Dann müssen wir wegen Putin Bier aus Plastikflaschen und Tetrapaks trinken.
Schneider: Plastikflaschen sind keine wirkliche Alternative, weil sie aus dem Rohstoff Öl hergestellt werden und für die Produktion viel Energie aufgewandt werden muss. Und Bier aus Plastikflaschen schmeckt einfach nicht so gut.
Wenn uns Putin das Gas abdreht, darf keine Flasche Bier mehr kaputtgehen.
Schneider: Ganz so eng wird es auch nicht. Denn wir profitieren dann immer noch von unserem ausgefeilten Mehrwegsystem. Eine Flasche Bier ist bis zu 80 Mal im Umlauf. Mit der Zeit schauen die Flaschen aber nicht mehr so schön aus. Sie bekommen dann diesen weißen Rand. Aber auch das Mehrwegsystem leidet unter den steigenden Energiepreisen. Denn die Flaschen müssen gewaschen werden, und das geht nicht ohne Energie. Und manche Brauereien setzen hier Öl und Gas ein, sind also wiederum von Putins Politik abhängig. Unsere Brauerei heizt zum Glück mit Holzhackschnitzeln.
Hatten Sie eine Vorahnung?
Schneider: Das hat nichts mit meiner Weitsicht zu tun. Unsere Brauerei in Kelheim liegt schlicht in einer waldreichen Gegend. Wir können Holz mit jedem Feuchtigkeitsgehalt verheizen. Wenn der Borkenkäfer zuschlägt und die Bauern ihr Holz schnell loswerden wollen, nehmen wir es ab. Für dieses Holz zahlen wir dann weniger Geld.
Dann sind Sie zumindest auf der sicheren Seite.

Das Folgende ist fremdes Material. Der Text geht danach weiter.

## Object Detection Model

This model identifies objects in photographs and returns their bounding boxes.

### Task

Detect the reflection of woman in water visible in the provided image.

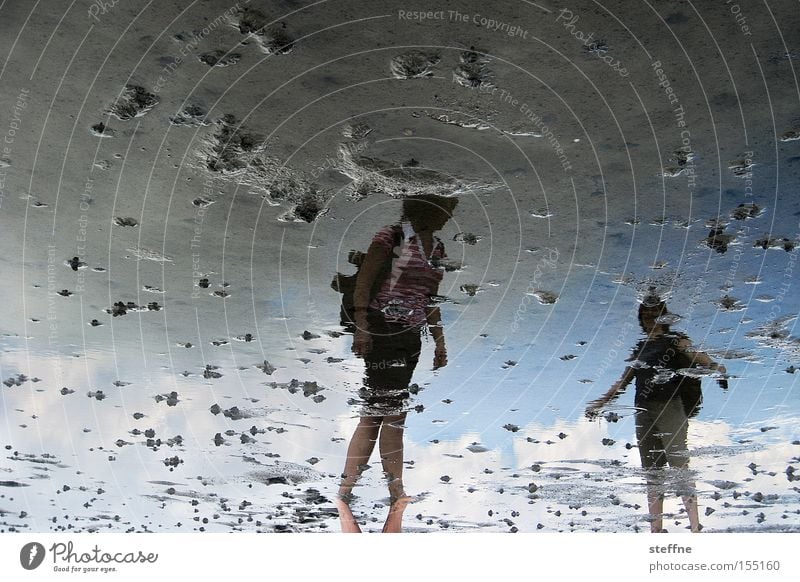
[586,295,725,533]
[337,195,458,533]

Schneider: Leider nicht. Denn unsere Vorlieferanten, wie etwa die Malzproduzenten, sind meist von Gas abhängig. Bierbrauen ist eine energieintensive Tätigkeit, vom Kochen des Biers bis hin zum Waschen der Flaschen. Und auch die Kühlung des Biers geht nicht ohne Energie.
Zur Person: Georg Schneider, 56, geschäftsführender Gesellschafter der Schneider Weisse G. Schneider & Sohn GmbH, ist seit 2016 Präsident des Bayerischen Brauerbundes. Der Vater von vier Kindern ist mit einer Journalistin verheiratet und entspannt gerne beim Malen. Die mittelständische Brauerei hat ihren Sitz im niederbayerischen Kelheim an der Donau und in München. Früher hat das Unternehmen auch in München gebraut. Doch die Sudstätte wurde im Zweiten Weltkrieg zerstört. In München betreibt die Familie aber noch zwei Wirtshäuser, darunter das berühmte Schneider Weisse Bräuhaus im Tal. In diesem Jahr feiert die Brauerei ihr 150-jähriges Bestehen.